In the midst of a nationwide vaping-related illness epidemic that has resulted in at least eight deaths, Walmart has decided not to stop selling e-cigarettes, the company announced Friday.
In a statement, the company said that the lack of information regarding the health risks of e-cigarettes, as well as the increasingly complex regulations governing the industry, played a role in its decision to no longer sell them. “Given the growing federal, state and local regulatory complexity and uncertainty regarding e-cigarettes, we plan to discontinue the sale of electronic nicotine delivery products at all Walmart and Sam’s Club US locations,” it said in the statement. “We will complete our exit after selling through current inventory.”
Walmart’s decision to stop selling e-cigarettes comes amid an FDA and Centers for Disease Control (CDC) investigation into a slew of mysterious, vaping-related lung ailments. All of the patients had a history of e-cigarette use and presented symptoms such as coughing, shortness of breath, and chest pain.

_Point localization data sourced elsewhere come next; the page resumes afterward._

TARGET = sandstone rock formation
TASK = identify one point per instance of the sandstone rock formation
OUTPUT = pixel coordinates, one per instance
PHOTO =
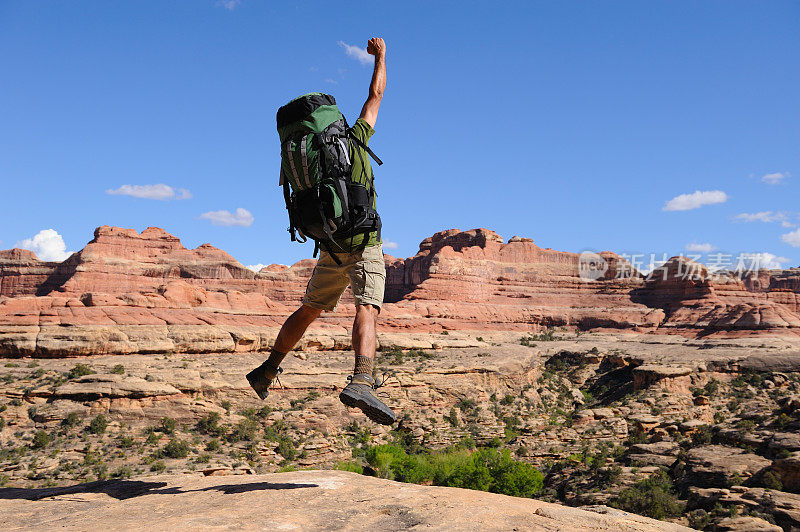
(301, 500)
(129, 292)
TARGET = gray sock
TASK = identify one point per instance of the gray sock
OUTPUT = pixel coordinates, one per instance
(363, 366)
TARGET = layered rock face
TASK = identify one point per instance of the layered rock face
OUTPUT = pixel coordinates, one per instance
(129, 292)
(705, 302)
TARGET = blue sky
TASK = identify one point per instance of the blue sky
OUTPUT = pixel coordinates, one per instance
(575, 124)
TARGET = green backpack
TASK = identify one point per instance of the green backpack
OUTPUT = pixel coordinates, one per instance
(324, 203)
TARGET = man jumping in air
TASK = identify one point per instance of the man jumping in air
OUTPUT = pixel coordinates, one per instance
(355, 259)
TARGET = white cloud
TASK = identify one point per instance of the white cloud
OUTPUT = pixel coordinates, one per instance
(700, 248)
(792, 238)
(230, 5)
(766, 217)
(47, 244)
(160, 192)
(775, 178)
(763, 216)
(757, 261)
(356, 53)
(695, 200)
(241, 217)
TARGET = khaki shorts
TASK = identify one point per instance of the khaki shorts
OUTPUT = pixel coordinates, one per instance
(364, 271)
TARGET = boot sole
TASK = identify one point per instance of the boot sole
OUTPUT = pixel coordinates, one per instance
(255, 384)
(373, 412)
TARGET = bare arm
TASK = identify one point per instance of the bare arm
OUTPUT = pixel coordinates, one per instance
(369, 112)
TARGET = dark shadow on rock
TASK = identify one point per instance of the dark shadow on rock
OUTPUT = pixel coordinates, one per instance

Approximately 530 cases of vaping-related illness have been reported in 38 states, according to an update from the CDC Thursday. At least eight people have died as a result, with the latest vaping-related death reported in Missouri.
While the cause of the vaping-related epidemic is unknown, some of the cases have involved black-market THC cartridges cut with vitamin E acetate, a substance most often used in skin cream that is extremely toxic if inhaled. Black-market THC vape cartridge manufacturers have been known to add vitamin E acetate as a thickening agent to vaping fluid, and three companies that sell such agents have been subpoenaed by the New York State Health Department.
In a call with reporters, Mitch Zeller, director of the Food and Drug Administration’s Center for Tobacco Products, denied that vitamin E acetate was the sole culprit behind the epidemic. “There’s no one compound, ingredient, constituent, including Vitamin E acetate that is showing up in all of the samples tested, and I’ll just need to leave it at that more general level,” he said on Thursday.
States like Michigan and New York have passed legislation banning the sale of flavored e-cigarettes, with Governor Andrew Cuomo banning the sale of most flavored e-cigarettes on Monday. President Donald Trump has also indicated that his administration was mulling a nationwide flavored e-cigarette ban. “We can’t allow people to get sick. And we can’t have our kids be so affected,” he told reporters last week.